5 Ways I’m Trying to Beat the “I Don’t Have Time” Excuse

Inspired by my dad’s post last week, I reflected a little bit and realized that I’ve been the person uttering those words many times in my life.  “I wish I could exercise more, but I don’t have time.”  Usually they’re said with frustration when I’m feeling defeated by all the commitments in my life.  Often they’re accompanied by the sensation that I simply can’t control whether or not I have time to exercise – as if my schedule is being inflicted on me instead of being the result of choices that I’ve made.

But if I’m being honest with myself, virtually everything I fill my schedule with is something I’ve chosen.  I chose to go to dental school.  I chose to have my job.  I chose to buy the Rosetta Stone software and try to learn Spanish.  I chose to make a point of spending time socializing with the important people in my life.  And… yeah, a lot of times, I chose to go to happy hour.  (But that’s important for my mental health… so… )
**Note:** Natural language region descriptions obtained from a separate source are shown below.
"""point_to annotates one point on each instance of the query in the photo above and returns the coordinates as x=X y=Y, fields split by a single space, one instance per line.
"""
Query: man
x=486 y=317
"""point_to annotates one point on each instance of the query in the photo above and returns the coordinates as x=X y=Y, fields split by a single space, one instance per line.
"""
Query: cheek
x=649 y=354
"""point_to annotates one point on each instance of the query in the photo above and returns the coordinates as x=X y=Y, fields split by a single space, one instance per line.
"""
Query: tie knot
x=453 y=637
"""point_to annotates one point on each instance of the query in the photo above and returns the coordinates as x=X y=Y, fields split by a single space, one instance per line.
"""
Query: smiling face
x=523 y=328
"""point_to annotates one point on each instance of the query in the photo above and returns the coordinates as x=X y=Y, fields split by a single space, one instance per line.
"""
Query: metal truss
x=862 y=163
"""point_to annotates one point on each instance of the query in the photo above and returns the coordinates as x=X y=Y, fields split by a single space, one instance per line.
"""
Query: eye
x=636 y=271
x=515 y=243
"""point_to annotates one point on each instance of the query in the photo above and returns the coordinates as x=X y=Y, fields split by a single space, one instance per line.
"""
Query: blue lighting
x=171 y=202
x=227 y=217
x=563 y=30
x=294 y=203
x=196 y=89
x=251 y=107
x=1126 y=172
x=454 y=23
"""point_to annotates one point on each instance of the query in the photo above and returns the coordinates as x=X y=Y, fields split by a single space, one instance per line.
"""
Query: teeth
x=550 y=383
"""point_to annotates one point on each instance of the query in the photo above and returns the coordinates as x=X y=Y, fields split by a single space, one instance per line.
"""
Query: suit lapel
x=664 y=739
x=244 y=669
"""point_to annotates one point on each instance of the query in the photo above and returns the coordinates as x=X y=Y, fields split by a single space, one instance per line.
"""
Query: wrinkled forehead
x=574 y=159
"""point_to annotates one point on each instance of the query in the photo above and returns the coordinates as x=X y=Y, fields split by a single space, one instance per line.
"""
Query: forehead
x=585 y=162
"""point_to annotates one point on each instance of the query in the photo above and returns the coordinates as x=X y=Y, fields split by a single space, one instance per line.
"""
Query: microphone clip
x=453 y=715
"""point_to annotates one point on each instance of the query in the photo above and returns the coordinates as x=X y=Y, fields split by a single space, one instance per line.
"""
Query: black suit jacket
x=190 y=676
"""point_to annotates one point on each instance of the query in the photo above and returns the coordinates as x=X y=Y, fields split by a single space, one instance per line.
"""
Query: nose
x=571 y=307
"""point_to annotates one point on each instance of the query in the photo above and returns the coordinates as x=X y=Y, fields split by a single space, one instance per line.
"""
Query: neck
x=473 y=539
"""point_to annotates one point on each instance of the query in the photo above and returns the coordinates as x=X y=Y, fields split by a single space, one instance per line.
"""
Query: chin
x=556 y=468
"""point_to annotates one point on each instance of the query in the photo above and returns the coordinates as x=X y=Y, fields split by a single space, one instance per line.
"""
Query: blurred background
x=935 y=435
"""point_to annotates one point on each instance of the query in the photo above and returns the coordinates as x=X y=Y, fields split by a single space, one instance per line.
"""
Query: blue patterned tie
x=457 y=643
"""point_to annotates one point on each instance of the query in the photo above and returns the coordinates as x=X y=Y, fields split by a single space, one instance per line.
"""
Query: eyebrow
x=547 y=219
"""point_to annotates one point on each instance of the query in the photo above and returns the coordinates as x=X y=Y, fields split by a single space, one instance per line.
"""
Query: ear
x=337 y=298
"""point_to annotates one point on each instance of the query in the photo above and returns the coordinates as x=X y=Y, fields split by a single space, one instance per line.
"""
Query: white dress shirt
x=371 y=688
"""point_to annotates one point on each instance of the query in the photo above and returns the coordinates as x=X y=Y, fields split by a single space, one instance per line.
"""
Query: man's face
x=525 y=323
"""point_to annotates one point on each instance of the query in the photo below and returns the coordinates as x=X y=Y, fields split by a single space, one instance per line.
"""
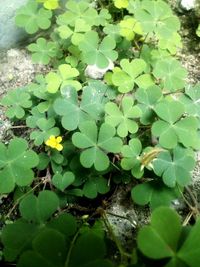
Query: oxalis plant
x=114 y=109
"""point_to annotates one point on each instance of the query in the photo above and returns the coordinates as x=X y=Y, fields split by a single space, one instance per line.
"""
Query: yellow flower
x=121 y=3
x=54 y=142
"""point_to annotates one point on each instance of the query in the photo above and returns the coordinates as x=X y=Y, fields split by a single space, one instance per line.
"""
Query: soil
x=16 y=69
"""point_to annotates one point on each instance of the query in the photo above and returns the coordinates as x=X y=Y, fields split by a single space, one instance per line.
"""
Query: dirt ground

In any case, I chose all of those things for a reason, and the same is true for running.  I have been wanting to teach myself to feel less put-upon by my schedule and to embrace all the choices I’ve made and treat running the same way.  I want to look at my schedule at the beginning of each day, see the things that matter to me, and happily accept that I’ve chosen them. So here’s a short list of strategies I’m trying to use to silence that excuse once and for all.

1. Plan ahead.

Uh, yeah, I know you know. But are you doing it? Are you really doing it?  Like, do you whip out your calendar on Sunday night and map out your week including every workout?

Planning is useful, not only for making sure there’s time reserved for your workout, but also because it can help you avoid pitfalls that frequently derail your workouts.  Does this sound familiar to you?  You wake up ready to tackle the day with big plans to come home and run five miles after work.  You’re feeling good all morning, but after lunch you start to slow down and wonder how you’re going to get your legs moving. You start to bargain with yourself – maybe if you add an extra mile to your long run this weekend, then you can just do four.  And then you’re stuck in traffic on your way home so that by the time you get there it’s getting dark out.  Next thing you know, you’ve called it off.  If that’s happening over and over, then you might be more successful planning morning runs or by heading straight to the gym and using the treadmill during the winter instead of trying to make it home before the sun sets.  Planning doesn’t just ensure there’s time, planning helps you choose better times.

Then, whenever possible, don’t let things disrupt your plan.  If you had dinner plans with a friend, and another friend asked you to meet for dinner, would you cancel on your first friend?  Not unless you’re an awful friend.  So be a good friend to yourself.  If you have plans to workout, then you’re already booked.

The moral of the story is this.  1) Make the right plan. 2) Stick to your plan.

2. But be flexible!

Just because you know you have more success with morning runs, it doesn’t mean you’re now completely incapable of doing an evening run.   There’s no need to define yourself as a morning runner to the exclusion of all other possibilities.  What happens on those days when you’re heading to the airport at 4:00 a.m.  You getting up at 3:00 a.m. to hit the streets?  I think not.  So maybe you work out later that day.  (Just be sure to see #1 above and PLAN IT.)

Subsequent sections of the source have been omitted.